I'd venture a guess that the Mac version of Bugdom uses OpenGL (through QuickDraw on OS 8/9), since that's the only way to achieve 3D graphics on the Mac. (If I remember right, the whole Mac OSX interface is runs through it).

That's strange, seeing as the installer states that a 100% DirectX-compatible video card is needed to play.

If ( cardIsCompatibleWith(DirectX) ) then cardIsCompatibleWithOpenGL = Most likely;

John Carmack won't write Direct3D. Ever.


By the way, Logan and Alam have indeed made a Direct3D plugin for SRB2, and guess what? *drumroll*..... it looks just like the OpenGL one.

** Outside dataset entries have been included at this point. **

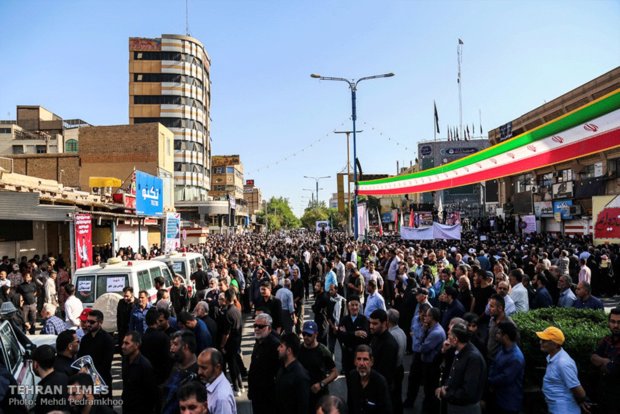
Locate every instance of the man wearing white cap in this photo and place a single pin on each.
(563, 391)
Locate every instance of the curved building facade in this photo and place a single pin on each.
(169, 83)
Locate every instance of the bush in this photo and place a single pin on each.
(583, 330)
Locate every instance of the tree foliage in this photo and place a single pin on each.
(277, 215)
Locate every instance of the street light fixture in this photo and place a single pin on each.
(316, 180)
(353, 86)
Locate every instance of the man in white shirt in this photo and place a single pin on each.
(220, 397)
(73, 308)
(519, 292)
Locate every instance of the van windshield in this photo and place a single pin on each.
(90, 288)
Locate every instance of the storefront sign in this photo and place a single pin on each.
(149, 195)
(83, 240)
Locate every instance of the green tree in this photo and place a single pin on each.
(277, 214)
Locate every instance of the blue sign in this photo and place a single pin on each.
(563, 207)
(149, 195)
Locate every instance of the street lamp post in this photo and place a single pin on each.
(316, 180)
(353, 86)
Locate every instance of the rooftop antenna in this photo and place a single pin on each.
(187, 17)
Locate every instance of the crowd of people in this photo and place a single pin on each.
(444, 305)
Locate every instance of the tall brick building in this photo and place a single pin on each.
(169, 83)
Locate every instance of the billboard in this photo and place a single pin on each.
(605, 218)
(83, 240)
(149, 195)
(173, 232)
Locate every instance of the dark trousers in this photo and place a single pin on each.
(397, 390)
(416, 374)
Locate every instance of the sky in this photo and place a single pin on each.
(72, 58)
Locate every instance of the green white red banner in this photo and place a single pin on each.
(587, 130)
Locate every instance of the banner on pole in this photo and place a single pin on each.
(83, 240)
(437, 231)
(173, 232)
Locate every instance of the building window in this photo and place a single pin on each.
(71, 145)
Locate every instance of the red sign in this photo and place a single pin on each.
(83, 240)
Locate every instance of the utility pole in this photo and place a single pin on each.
(348, 178)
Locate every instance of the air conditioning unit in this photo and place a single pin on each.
(574, 210)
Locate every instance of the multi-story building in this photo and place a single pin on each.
(252, 196)
(39, 131)
(169, 83)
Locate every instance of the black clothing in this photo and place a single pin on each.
(292, 389)
(178, 298)
(139, 388)
(156, 348)
(212, 326)
(262, 374)
(123, 314)
(318, 362)
(201, 279)
(467, 378)
(54, 401)
(28, 292)
(348, 340)
(273, 306)
(101, 349)
(63, 364)
(385, 354)
(319, 308)
(374, 398)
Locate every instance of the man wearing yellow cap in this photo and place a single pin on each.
(561, 376)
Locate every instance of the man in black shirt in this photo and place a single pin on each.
(270, 304)
(183, 352)
(319, 308)
(156, 347)
(139, 387)
(353, 331)
(264, 366)
(297, 287)
(384, 346)
(292, 382)
(28, 291)
(99, 345)
(47, 397)
(367, 390)
(123, 313)
(67, 345)
(466, 382)
(319, 363)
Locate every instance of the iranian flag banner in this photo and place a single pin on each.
(587, 130)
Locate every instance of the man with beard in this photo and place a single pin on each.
(352, 332)
(123, 313)
(319, 363)
(607, 359)
(185, 369)
(292, 381)
(263, 366)
(219, 392)
(367, 390)
(99, 345)
(139, 387)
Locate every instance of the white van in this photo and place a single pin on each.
(101, 287)
(185, 264)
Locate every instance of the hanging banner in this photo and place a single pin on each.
(149, 195)
(437, 231)
(173, 232)
(83, 240)
(362, 218)
(589, 129)
(530, 223)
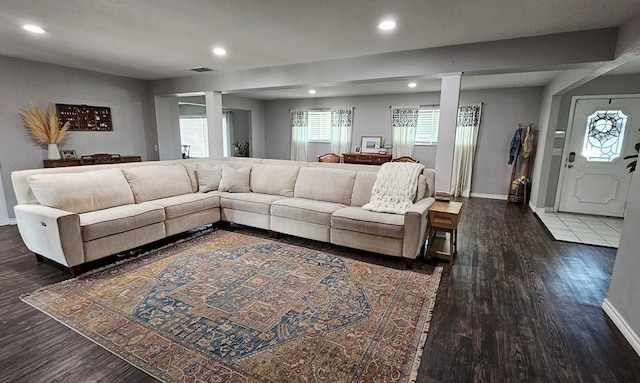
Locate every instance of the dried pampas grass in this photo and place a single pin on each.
(44, 128)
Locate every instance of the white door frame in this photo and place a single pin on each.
(567, 137)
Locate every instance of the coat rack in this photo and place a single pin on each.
(522, 145)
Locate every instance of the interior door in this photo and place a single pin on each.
(596, 180)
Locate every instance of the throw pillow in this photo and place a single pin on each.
(208, 177)
(235, 181)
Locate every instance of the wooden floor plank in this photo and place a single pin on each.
(516, 306)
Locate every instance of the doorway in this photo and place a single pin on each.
(601, 132)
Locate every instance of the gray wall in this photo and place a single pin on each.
(624, 289)
(23, 82)
(606, 85)
(503, 109)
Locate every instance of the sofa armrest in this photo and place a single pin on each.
(416, 222)
(52, 233)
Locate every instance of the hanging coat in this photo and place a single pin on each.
(514, 148)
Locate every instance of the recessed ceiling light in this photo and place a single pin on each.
(387, 25)
(33, 28)
(219, 51)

OpenGL and Direct3D filter down to the same commands that get fed to your video card. Load a texture. Place vertices at 303,3285,284; 393,523,621; 482,621,7274. Transform, project, draw to the buffer, copy buffer to screen. Repeat.
 
SSNTails said:
if a 3D package doesn't support such a simple case of alpha blending, then it doesn't deserve to exist.
*coughsegasaturncoughmeshtransparenciescough*

Sorry 'bout that, nasty cough I have of late.

Anyway, if transparencies are so easy to do... why do we wind up with what seems to be semi-transparent FOFs that show black behind them instead of the level? You know, the sides that don't work. Even if my description's far off, you know what it looks like.
 
Shadow Hog said:
Anyway, if transparencies are so easy to do... why do we wind up with what seems to be semi-transparent FOFs that show black behind them instead of the level? You know, the sides that don't work. Even if my description's far off, you know what it looks like.

That's alpha blending in 3D. Screen fades are 2D. 3D alpha blending is a whole other bag of mess that you even see a lot of console/commercial games cheat on rendering.

And yes, 3D alpha blending is ESPECIALLY coder-dependent. You can't render translucent polygons in the depth buffer. You have to depth sort them yourself against all the other polygons in your scene (if you want to do it right), which, depending on the position of what you're drawing, creates some really insane collision math. That's why it's such a pain and why SRB2's sucks balls.

SRB2's software mode gets away from having to do such fancy maths because it's not a 'real' 3D renderer.
 
A problem is that you must render opaque polygons BEFORE translucent polygons, otherwise anything before them isn't drawn at all. But, as far as I know, this is a bug of DirectX, not OpenGL. :roll:

SSNTails said:
SRB2's software mode gets away from having to do such fancy maths because it's not a 'real' 3D renderer.
Why the quotes? It isn't real at all.
 
Sik said:
A problem is that you must render opaque polygons BEFORE translucent polygons, otherwise anything before them isn't drawn at all. But, as far as I know, this is a bug of DirectX, not OpenGL. :roll:

It's not a bug.. it's how the depth buffer works. Whether you're using DirectX, OpenGL, Glide, or some other custom Xbox or Gamecube API, you have to sort all of the translucent polygons yourself.

*) Draw all opaque things
*) Set depth buffer to read-only
*) Sort translucent polygons (you don't have to sort them if you only use 50% alpha, but for all other values you MUST sort for it to look right)
*) Draw all alpha things
 
Sik said:
Why the quotes? It isn't real at all.
It's not rendering true 3D, but a "3D renderer" is just something that displays a 3D image, and software mode DOES count. Whether it's raycasting or not doesn't matter.